R&D acceleration: Amgen opens its second largest research site, with lab and office space for 650 staff
Amgen has famously been called a law firm with a biotech company attached to it. And now that biotech attachment will have significantly more room to develop and grow.
Right next to Genentech’s 1 DNA Way in south San Francisco, Amgen on Thursday opened the doors to a new 245,000-square-foot building that will be filled with about 650 staff working to discover drugs to treat cancer, inflammatory diseases and cardiometabolic disorders.
Construction on the nine-story facility, which is right on the marina at Oyster Point, began in 2019 and was initially expected to open in early 2022. Now the space will offer a number of perks to attract top talent, like different dining options, a health club and outdoor recreation areas.

“This new state-of-the-art facility further demonstrates our commitment to discovering and developing treatments for some of the world’s most serious and widespread diseases,” Amgen chairman and CEO Robert Bradway said in a statement.
Since announcing its decision to pull out of neuroscience R&D in 2019, Amgen has consolidated its US-based research to South San Francisco and Thousand Oaks, where it’s headquartered.

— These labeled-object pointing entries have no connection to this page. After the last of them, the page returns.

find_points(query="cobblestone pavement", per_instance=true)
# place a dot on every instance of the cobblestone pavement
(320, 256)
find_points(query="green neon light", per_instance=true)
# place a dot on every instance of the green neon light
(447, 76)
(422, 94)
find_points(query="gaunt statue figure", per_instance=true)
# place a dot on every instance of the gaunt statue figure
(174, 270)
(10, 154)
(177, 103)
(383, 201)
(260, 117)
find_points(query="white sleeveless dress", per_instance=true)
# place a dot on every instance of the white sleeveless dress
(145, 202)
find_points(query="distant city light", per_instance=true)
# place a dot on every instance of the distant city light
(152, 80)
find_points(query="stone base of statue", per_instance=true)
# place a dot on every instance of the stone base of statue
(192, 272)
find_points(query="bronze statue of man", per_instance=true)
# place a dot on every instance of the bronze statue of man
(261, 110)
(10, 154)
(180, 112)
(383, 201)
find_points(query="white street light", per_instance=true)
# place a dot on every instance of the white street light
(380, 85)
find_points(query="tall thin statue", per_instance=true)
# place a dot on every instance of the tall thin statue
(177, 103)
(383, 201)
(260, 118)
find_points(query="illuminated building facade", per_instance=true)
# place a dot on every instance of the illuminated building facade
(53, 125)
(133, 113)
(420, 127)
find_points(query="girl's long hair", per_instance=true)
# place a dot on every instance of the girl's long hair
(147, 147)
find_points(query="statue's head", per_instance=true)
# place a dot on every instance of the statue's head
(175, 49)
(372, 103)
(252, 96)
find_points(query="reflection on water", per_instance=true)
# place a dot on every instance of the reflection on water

But in addition to the 149 jobs they axed in Cambridge — where the neuroscience team was largely based — Amgen also laid off 172 staffers nationwide in 2019 as part of an effort to cut operations, R&D and field-based commercial positions.
More recently in the Bay Area, Amgen is paying $4 billion for ChemoCentryx, a San Carlos-based biotech focused on orally administered therapeutics to treat autoimmune diseases, inflammatory disorders and cancer. That deal is expected to close this quarter.
In addition to Genentech, AbbVie also has built new space at Oyster Point in recent years, near a few of its partners like Calico, CytomX and Alector.
In addition to the opening of its site, Amgen this week also scored a new $290 million supply deal with the US government for its drug for use in radiological and nuclear emergencies.